でもそんな事を言っても、既婚者が何を言ってるんだと信じる人なんか居ないのが現実というもの。
亜子みたいに、遊ばれたと思うのが普通だよね。
「ほらほら梨花子も呑んでー!もっと呑んで〜!」
「だ、大丈夫…ちゃんと呑んでるよ」
「ほんとにぃ?じゃぁ次は何呑むぅ?」
「あ、いや、まだ入ってるから…」
こんなやりとりが、居酒屋を出るまで続くのだった。

「亜子、本当に一人で大丈夫?」
「らいじょうぶー!心配しすぎらよお〜。行って行ってー」
タクシーの後部座席にダラっと座った亜子は、わたしに向かって手をひらひらさせていた。

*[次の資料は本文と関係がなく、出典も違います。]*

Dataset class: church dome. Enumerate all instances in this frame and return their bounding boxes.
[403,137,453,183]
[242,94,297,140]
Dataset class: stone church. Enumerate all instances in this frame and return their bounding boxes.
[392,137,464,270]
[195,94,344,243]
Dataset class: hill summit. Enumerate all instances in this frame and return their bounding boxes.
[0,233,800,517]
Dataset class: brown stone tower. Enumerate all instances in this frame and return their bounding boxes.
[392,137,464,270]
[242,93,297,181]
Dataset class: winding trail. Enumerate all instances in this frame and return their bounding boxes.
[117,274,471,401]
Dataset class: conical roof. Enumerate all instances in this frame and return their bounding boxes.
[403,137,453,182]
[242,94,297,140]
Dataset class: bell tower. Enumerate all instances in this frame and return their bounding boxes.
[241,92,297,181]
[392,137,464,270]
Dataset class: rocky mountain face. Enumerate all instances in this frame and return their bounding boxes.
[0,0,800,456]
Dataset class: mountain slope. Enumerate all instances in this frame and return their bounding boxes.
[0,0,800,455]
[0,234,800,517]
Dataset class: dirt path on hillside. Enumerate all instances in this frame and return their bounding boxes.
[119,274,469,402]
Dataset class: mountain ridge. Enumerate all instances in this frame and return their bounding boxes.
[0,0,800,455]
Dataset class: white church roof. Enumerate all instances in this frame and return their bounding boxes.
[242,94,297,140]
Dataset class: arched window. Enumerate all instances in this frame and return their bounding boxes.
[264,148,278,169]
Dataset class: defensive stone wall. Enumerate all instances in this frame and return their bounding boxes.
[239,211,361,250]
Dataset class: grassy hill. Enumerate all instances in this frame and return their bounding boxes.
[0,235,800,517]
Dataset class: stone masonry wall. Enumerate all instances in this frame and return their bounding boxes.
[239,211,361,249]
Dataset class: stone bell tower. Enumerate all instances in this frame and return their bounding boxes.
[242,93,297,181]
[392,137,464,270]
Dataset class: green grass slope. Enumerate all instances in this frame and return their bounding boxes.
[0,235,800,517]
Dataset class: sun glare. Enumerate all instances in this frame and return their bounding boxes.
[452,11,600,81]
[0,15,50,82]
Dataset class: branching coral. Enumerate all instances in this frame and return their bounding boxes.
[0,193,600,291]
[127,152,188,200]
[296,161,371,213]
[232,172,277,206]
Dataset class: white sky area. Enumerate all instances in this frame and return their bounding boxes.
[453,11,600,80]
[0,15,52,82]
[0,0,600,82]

「帰ったら早く寝るんだよ!…すみません、お願いします」
最後にタクシーの運転手に軽く頭を下げて、わたしは亜子を見送った。
だいぶ酔っていた亜子のことが心配で家まで送ろうと思ったけど、何度言っても大丈夫と断られてしまい、それならとタクシーを呼んだのだった。
「…」
22時ーーー終電までまだ時間あるし…もう少し、呑もうかな。
わたしは前に亜子と呑んだ、駅からは少し奥まった所にある居酒屋へと向かった。
途中、いくつかのラブホの前を通らなくてはいけないのが、わたしを何とも言えない気持ちにさせる。
俯き加減で歩いていたわたしは、ラブホから出てきたカップルとぶつかってしまった。
「す、すみませ…」
すぐに謝って相手の姿を見た瞬間に、わたしは言葉を失った。